Unter dem Motto „Empowering Europe: Technological Leadership for a Resilient Future“ bringt die Veranstaltung internationale Expert*innen mit der österreichischen Forschungs-, Technologie- und Innovationscommunity zusammen. Diskutiert werden soll, wie wissenschaftliche Erkenntnisse schneller in technologische Führungsfähigkeit, industrielle Wertschöpfung, strategische Souveränität und Resilienz überführt werden können.
Das Programm umfasst sechs Plenary Sessions und zwölf Workshops. Themen sind unter anderem technologische Souveränität, resiliente Infrastrukturen, Künstliche Intelligenz, Quantentechnologien, Innovationsökosysteme sowie die künftigen europäischen Rahmenbedingungen für Forschung und Innovation.

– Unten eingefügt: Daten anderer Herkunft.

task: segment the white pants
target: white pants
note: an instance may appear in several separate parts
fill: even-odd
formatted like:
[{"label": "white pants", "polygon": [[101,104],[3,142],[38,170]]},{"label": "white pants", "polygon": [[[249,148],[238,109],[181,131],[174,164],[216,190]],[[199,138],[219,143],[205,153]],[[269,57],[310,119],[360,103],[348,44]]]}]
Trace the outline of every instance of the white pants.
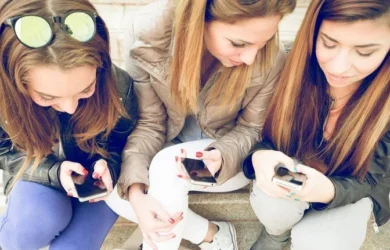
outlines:
[{"label": "white pants", "polygon": [[[156,242],[155,244],[159,250],[178,249],[182,238],[194,244],[200,244],[206,237],[209,222],[188,208],[189,191],[229,192],[243,188],[250,182],[242,172],[222,185],[207,188],[192,185],[188,181],[177,177],[175,156],[180,156],[180,150],[186,150],[187,157],[195,158],[197,151],[202,151],[212,142],[214,140],[205,139],[167,147],[161,150],[151,162],[148,194],[157,199],[168,213],[183,212],[183,220],[172,230],[176,237],[166,242]],[[120,216],[137,222],[130,202],[120,199],[116,190],[112,192],[106,202]],[[151,249],[145,242],[143,246],[144,250]]]},{"label": "white pants", "polygon": [[372,213],[369,198],[314,211],[304,201],[270,197],[255,183],[250,202],[269,234],[291,231],[291,250],[358,250],[366,238],[367,222]]}]

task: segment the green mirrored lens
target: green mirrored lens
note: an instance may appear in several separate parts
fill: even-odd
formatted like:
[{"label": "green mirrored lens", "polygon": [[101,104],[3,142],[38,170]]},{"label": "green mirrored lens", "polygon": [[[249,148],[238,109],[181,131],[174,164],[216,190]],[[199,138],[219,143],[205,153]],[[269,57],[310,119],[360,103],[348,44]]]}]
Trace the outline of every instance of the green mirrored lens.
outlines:
[{"label": "green mirrored lens", "polygon": [[48,44],[53,35],[49,23],[37,16],[19,18],[15,23],[15,33],[22,43],[31,48]]},{"label": "green mirrored lens", "polygon": [[66,17],[64,24],[69,35],[80,42],[87,42],[95,35],[95,22],[86,13],[72,13]]}]

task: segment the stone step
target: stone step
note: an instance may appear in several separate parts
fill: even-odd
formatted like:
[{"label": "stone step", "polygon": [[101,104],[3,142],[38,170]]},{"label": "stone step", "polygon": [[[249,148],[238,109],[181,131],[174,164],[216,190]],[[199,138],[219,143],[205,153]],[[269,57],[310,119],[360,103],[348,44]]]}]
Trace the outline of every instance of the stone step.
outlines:
[{"label": "stone step", "polygon": [[[231,221],[237,231],[238,249],[249,250],[253,242],[256,241],[260,234],[261,225],[258,221]],[[375,234],[374,230],[369,223],[367,226],[367,237],[360,250],[390,250],[390,223],[388,222],[380,228],[380,232]],[[125,249],[136,250],[134,248],[122,248],[123,244],[130,237],[130,235],[136,230],[137,225],[134,223],[123,223],[118,221],[111,229],[106,241],[102,247],[102,250],[112,249]],[[133,245],[139,245],[142,239],[138,238],[138,242],[132,242]],[[129,244],[129,243],[128,243]],[[183,240],[182,245],[190,250],[199,250],[199,247],[191,244],[188,241]],[[284,250],[288,250],[290,246],[287,246]],[[313,249],[316,249],[313,246]]]}]

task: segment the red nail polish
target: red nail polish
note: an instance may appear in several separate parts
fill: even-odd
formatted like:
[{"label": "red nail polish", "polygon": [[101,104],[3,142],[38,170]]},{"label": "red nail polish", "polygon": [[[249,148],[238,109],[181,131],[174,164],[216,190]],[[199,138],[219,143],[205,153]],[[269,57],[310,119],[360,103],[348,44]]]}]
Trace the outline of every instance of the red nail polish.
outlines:
[{"label": "red nail polish", "polygon": [[178,156],[175,156],[175,161],[176,161],[176,162],[179,161],[179,157],[178,157]]},{"label": "red nail polish", "polygon": [[184,149],[180,149],[180,152],[181,152],[182,154],[184,154]]},{"label": "red nail polish", "polygon": [[100,177],[99,174],[96,172],[92,174],[92,178],[94,179],[99,179],[99,177]]},{"label": "red nail polish", "polygon": [[72,193],[67,193],[67,196],[73,197]]},{"label": "red nail polish", "polygon": [[172,236],[172,239],[174,239],[174,238],[176,238],[176,235],[173,235],[173,236]]},{"label": "red nail polish", "polygon": [[196,152],[196,157],[202,157],[202,156],[203,156],[202,152]]},{"label": "red nail polish", "polygon": [[95,200],[89,200],[89,203],[94,203],[95,202]]},{"label": "red nail polish", "polygon": [[87,175],[87,174],[88,174],[88,170],[86,170],[85,168],[83,169],[82,172],[83,172],[84,175]]},{"label": "red nail polish", "polygon": [[178,175],[177,175],[177,177],[179,177],[179,178],[183,178],[183,176],[182,176],[182,175],[180,175],[180,174],[178,174]]},{"label": "red nail polish", "polygon": [[171,224],[174,224],[174,223],[175,223],[175,220],[172,219],[172,218],[170,218],[168,221],[169,221],[169,223],[171,223]]}]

Zu den angekündigten internationalen Speakern zählen Marie-Agnes Strack-Zimmermann vom Europäischen Parlament, Marcus Wandt von Saab, Dominique Foray von der EPFL Lausanne und Lars Reger von NXP Semiconductors. Keynotes zu Europas Zukunftsstrategien halten Jo De Boeck von imec und Christian Ehler vom Europäischen Parlament.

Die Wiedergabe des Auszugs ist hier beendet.